O sustento da família vem da venda dos filhotes do casal de
vira-latas; dos trocados que, arrecadam limpando os pára-brisas dos veículos
quando o semáforo fecha; e, de uma ou outra moeda que lhes dão.
Quando lá chegaram suas aparências era de gente pobre, porém
limpa. Agora, não sabemos quem fede mais; se eles, os animais ou o canal, a céu
aberto, ali existente. – Outra vergonha para o recifense.
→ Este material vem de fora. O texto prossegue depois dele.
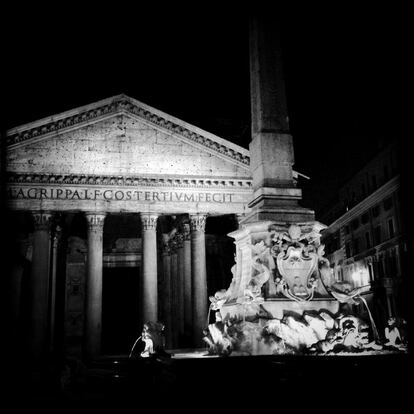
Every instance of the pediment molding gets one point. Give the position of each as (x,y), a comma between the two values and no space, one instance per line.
(123,104)
(130,181)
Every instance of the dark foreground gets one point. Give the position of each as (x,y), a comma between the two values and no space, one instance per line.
(205,383)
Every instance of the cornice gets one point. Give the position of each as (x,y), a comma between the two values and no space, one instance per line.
(123,104)
(129,181)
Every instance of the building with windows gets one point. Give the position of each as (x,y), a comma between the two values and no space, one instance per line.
(366,241)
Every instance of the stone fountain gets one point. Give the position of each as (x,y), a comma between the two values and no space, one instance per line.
(283,298)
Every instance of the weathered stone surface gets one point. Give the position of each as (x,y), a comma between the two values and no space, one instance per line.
(116,146)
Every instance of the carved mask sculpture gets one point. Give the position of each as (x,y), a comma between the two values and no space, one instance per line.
(297,262)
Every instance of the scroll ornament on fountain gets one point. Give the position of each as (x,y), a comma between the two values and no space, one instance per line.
(286,263)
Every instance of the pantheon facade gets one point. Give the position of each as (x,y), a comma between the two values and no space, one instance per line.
(109,205)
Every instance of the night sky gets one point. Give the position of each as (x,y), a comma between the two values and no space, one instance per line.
(343,74)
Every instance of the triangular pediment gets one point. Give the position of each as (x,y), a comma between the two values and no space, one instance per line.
(123,136)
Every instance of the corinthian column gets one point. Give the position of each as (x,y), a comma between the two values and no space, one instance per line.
(93,288)
(39,287)
(149,268)
(198,276)
(188,305)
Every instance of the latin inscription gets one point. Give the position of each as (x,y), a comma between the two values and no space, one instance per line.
(59,193)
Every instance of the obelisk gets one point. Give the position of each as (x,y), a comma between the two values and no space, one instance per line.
(276,196)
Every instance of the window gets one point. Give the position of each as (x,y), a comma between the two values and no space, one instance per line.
(367,240)
(374,182)
(386,176)
(348,249)
(391,231)
(363,192)
(355,224)
(377,234)
(375,211)
(388,203)
(356,246)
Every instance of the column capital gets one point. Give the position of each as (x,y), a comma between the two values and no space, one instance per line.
(42,220)
(178,240)
(95,220)
(149,221)
(198,222)
(185,230)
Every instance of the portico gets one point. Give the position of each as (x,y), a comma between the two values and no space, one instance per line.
(120,157)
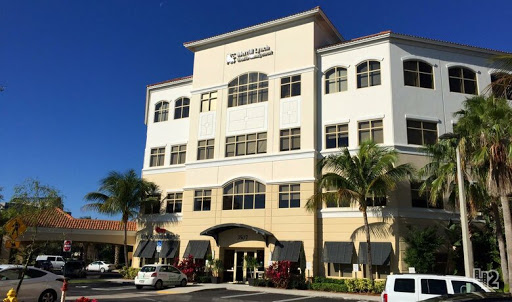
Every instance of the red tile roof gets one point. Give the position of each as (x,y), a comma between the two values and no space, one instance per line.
(57,218)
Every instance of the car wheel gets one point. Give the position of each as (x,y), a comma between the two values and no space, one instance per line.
(183,282)
(48,296)
(159,284)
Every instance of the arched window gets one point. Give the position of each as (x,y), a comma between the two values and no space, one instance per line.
(335,80)
(368,74)
(243,194)
(248,88)
(161,111)
(462,80)
(501,85)
(181,108)
(418,74)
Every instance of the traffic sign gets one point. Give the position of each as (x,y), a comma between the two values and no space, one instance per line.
(15,228)
(67,246)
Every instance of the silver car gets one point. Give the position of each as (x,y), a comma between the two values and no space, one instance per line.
(38,285)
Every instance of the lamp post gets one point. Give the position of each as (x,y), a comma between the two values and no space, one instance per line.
(467,246)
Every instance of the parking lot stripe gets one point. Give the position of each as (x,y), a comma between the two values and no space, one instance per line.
(242,295)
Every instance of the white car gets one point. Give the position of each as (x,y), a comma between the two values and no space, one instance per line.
(159,275)
(38,285)
(419,287)
(100,266)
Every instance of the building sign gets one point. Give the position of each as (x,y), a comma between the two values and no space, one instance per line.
(250,54)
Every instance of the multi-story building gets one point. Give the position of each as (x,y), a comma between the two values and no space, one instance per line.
(234,147)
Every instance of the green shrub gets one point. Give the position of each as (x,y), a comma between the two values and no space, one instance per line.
(129,272)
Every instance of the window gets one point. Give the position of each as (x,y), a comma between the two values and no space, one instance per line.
(209,101)
(418,74)
(290,139)
(371,130)
(404,285)
(290,86)
(423,201)
(421,132)
(174,201)
(181,108)
(161,111)
(243,194)
(335,80)
(433,287)
(368,74)
(289,196)
(157,157)
(178,154)
(462,80)
(336,136)
(205,149)
(502,85)
(202,200)
(248,88)
(246,144)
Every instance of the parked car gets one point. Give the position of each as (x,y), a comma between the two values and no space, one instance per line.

Não são marginais e nem analfabetos. São educados, até mais
que muita gente boa que conheço e, quando estão com muita fome, pedem. No
entanto, o constrangimento é visível.
Fico a me perguntar como uma coisa assim pode acontecer com
pessoas de bem.
Lembro certa ocasião em sala de aula, o professor de ''Ética
Profissional e Instituições Judiciárias'', Fernando Valença (um dos melhores
professores que já tive no Curso de Direito inacabado que fiz) ter nos mostrado
um filme de um pai, o qual morava debaixo da ponte, colocando os filhos para
dormirem no chão, sobre trapos imundos. Depois de rezarem, um dos garotos pedia
para o pai ler uma história de conto de fadas.
Ele abria um livro, cujo título ficava nítido na tela. Nela
estava escrito: ''CONSTITUIÇÃO FEDERAL DO BRASIL''.
- O que vejo sobre a ponte nem é filme... É vida real.